The truly fascinating character in Prehistoric Clock is Verity Champlain. A female airship officer wasn’t usual, but her crew did not merely respect her, but found her so compelling that they gave her a particular honorific title, Eembu. It means “trousers”. Meet her and you’ll find out why.

The ending is open enough that there could be a sequel. I sincerely hope so.

The Mysterious Lady Law

The Mysterious Lady Law by Robert Appleton has been one of those books that’s always looked interesting every time I’ve seen it mentioned. I’ve just never had an excuse to read it until now. As I started to read Mr. Appleton’s latest steampunk story, Prehistoric Clock, I had this niggling thought that Clock and Lady Law might be set in the same universe. That was all the excuse I needed and it was a pretty good excuse. The Mysterious Lady Law turned out to be a pretty good story, too.

The story is about one woman’s meteoric rise and catastrophic fall. It begins at the ceremony where Harriet Law receives her honors, and is made Lady Law. With the assistance of Mr. Horace Holly, Lady Law spectacularly foils an assassination attempt against Queen Victoria. But all is not as it seems.

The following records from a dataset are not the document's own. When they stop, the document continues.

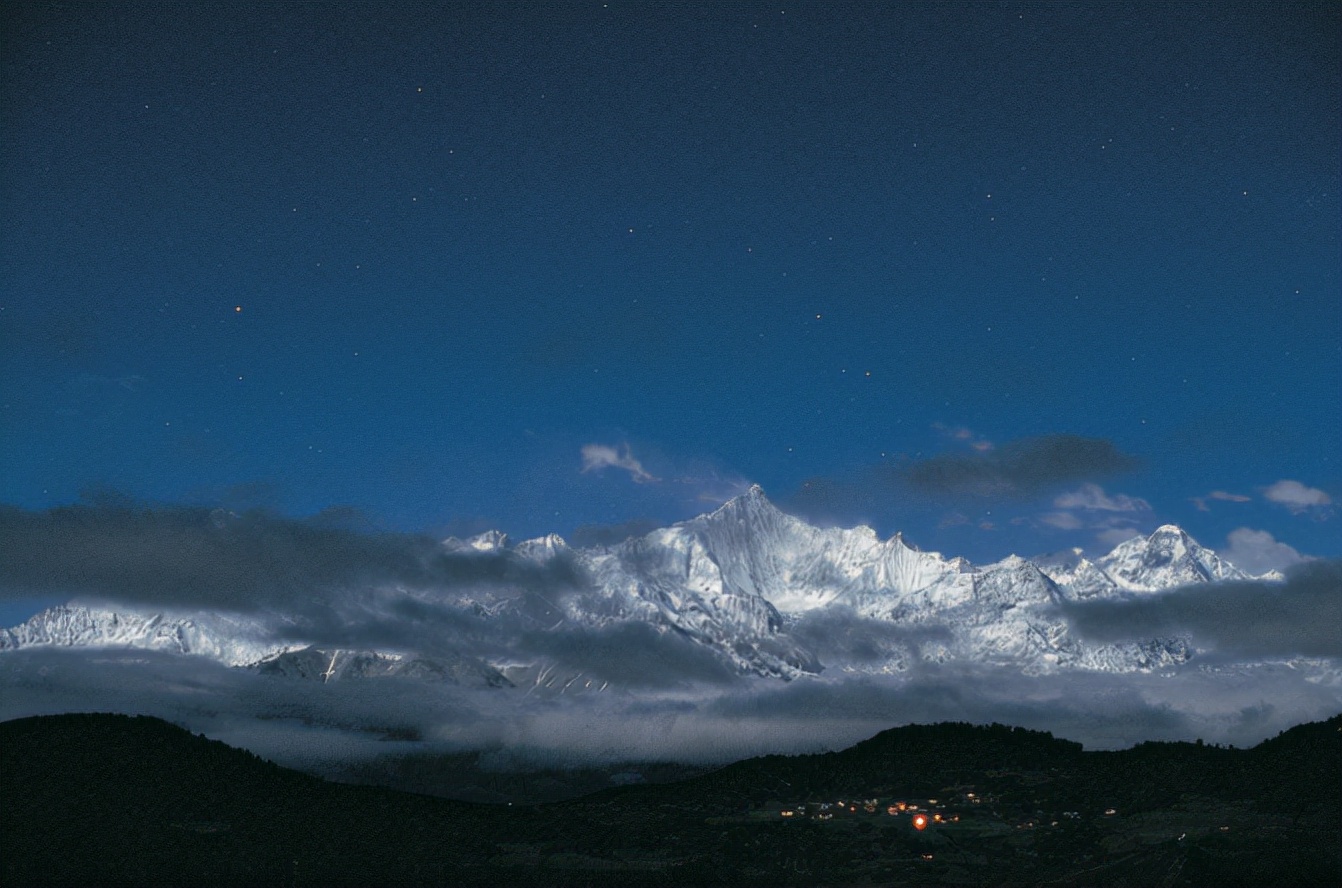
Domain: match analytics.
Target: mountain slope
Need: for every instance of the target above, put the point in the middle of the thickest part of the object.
(742, 581)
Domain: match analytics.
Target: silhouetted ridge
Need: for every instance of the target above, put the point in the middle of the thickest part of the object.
(112, 800)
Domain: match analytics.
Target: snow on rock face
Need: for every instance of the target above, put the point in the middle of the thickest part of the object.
(226, 637)
(737, 580)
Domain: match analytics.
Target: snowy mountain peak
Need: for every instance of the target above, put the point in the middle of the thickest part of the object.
(1168, 558)
(489, 541)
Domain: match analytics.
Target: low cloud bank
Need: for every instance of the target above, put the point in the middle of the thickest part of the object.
(1250, 619)
(324, 727)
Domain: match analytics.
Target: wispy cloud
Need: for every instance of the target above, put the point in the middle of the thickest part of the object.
(1020, 468)
(1298, 498)
(1093, 498)
(1219, 495)
(1248, 619)
(597, 456)
(1258, 551)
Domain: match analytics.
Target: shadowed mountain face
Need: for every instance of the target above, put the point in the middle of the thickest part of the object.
(113, 800)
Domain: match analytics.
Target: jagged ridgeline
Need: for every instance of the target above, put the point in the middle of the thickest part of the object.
(746, 585)
(113, 800)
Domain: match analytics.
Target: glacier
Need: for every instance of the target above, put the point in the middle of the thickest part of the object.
(746, 582)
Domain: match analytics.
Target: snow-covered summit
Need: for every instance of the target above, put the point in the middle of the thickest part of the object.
(742, 580)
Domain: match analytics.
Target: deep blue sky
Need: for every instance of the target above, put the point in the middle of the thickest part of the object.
(411, 259)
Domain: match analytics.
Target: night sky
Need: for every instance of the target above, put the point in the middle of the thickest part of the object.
(1001, 276)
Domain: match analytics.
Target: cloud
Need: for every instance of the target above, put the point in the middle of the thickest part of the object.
(1297, 498)
(1247, 619)
(184, 557)
(1111, 537)
(1062, 521)
(1020, 468)
(1221, 495)
(1015, 471)
(1093, 496)
(592, 535)
(597, 456)
(1256, 551)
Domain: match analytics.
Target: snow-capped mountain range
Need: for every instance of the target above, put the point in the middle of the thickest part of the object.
(760, 589)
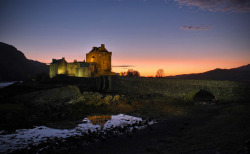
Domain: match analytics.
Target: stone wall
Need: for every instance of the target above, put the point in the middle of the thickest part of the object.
(102, 61)
(183, 89)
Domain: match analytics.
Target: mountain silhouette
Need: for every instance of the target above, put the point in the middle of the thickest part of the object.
(235, 74)
(14, 66)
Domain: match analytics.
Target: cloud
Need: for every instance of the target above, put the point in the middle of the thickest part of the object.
(124, 66)
(198, 28)
(239, 6)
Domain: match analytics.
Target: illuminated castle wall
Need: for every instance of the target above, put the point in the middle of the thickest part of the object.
(98, 63)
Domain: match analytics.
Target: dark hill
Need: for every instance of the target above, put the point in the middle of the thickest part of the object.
(235, 74)
(15, 66)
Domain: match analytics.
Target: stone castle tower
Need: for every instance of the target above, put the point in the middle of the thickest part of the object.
(101, 58)
(98, 63)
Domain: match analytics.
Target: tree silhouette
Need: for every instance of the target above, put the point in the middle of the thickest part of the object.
(160, 73)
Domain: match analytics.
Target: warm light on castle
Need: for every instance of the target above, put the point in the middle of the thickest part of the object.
(98, 63)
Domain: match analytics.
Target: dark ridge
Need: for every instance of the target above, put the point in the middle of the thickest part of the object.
(14, 66)
(235, 74)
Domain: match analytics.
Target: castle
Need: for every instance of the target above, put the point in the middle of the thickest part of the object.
(98, 63)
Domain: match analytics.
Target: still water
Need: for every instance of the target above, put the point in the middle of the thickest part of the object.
(23, 137)
(4, 84)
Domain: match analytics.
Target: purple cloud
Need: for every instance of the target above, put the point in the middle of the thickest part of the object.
(196, 28)
(123, 66)
(239, 6)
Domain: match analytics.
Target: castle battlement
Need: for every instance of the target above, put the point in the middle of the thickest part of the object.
(98, 63)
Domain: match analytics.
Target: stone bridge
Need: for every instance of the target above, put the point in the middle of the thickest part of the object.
(183, 89)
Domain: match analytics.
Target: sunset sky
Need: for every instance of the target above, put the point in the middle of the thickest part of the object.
(179, 36)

In his younger years, Mr. Holly was an adventurer, just like the more celebrated Allan Quatermain. Even more interesting, Mr. Holly’s assistant Josh is missing. And Josh has been studying the houses in Lady Law’s neighborhood for emissions of a strange substance known as psammeticum. Whatever this energy is, some house on Lady Law’s street is sending out a lot of it.

A girl named Georgina is brutally murdered the night of Lady Law’s honors. Lady Law promises Georgy’s sister, Julia, that she will personally find justice for Julia. What Lady Law doesn’t say is that she knew Georgy herself because Georgy was her housecleaner. And Georgy saw too much.

Julia wants justice for her sister. The police want to know how Lady Law always manages to get one step ahead of them. The police sergeant who is handling Julia’s case wants to know why Lady Law wouldn’t help him find out who murdered his wife several years ago. But mostly, he wants to keep Julia safe. And Julia, she thinks Lady Law is a little too good to be true.

So when Horace Holly discovers that Lady Law is trying to throw all the suspicion for Georgy’s murder onto his assistant Josh, Holly, Julia and Sergeant Al Grant set Lady Law up for a fall. Finding out what those psammeticum emissions were all about? Well that turned out to be the biggest surprise of all.

Escape Rating C+: I enjoyed this story, but I wanted to know more about this particular steampunk London. The problem I usually have with the very short novellas is that there just isn’t enough space to explain how we got where we are. The good ones like Lady Law tease me too much.

Characters and agencies from Lady Law do appear in Prehistoric Clock. It’s definitely the same world, so I’m glad I read Lady Law. I’m hoping that between the two stories I’ll see enough of the underpinnings of Mr. Appleton’s steampunk world to satisfy my cravings.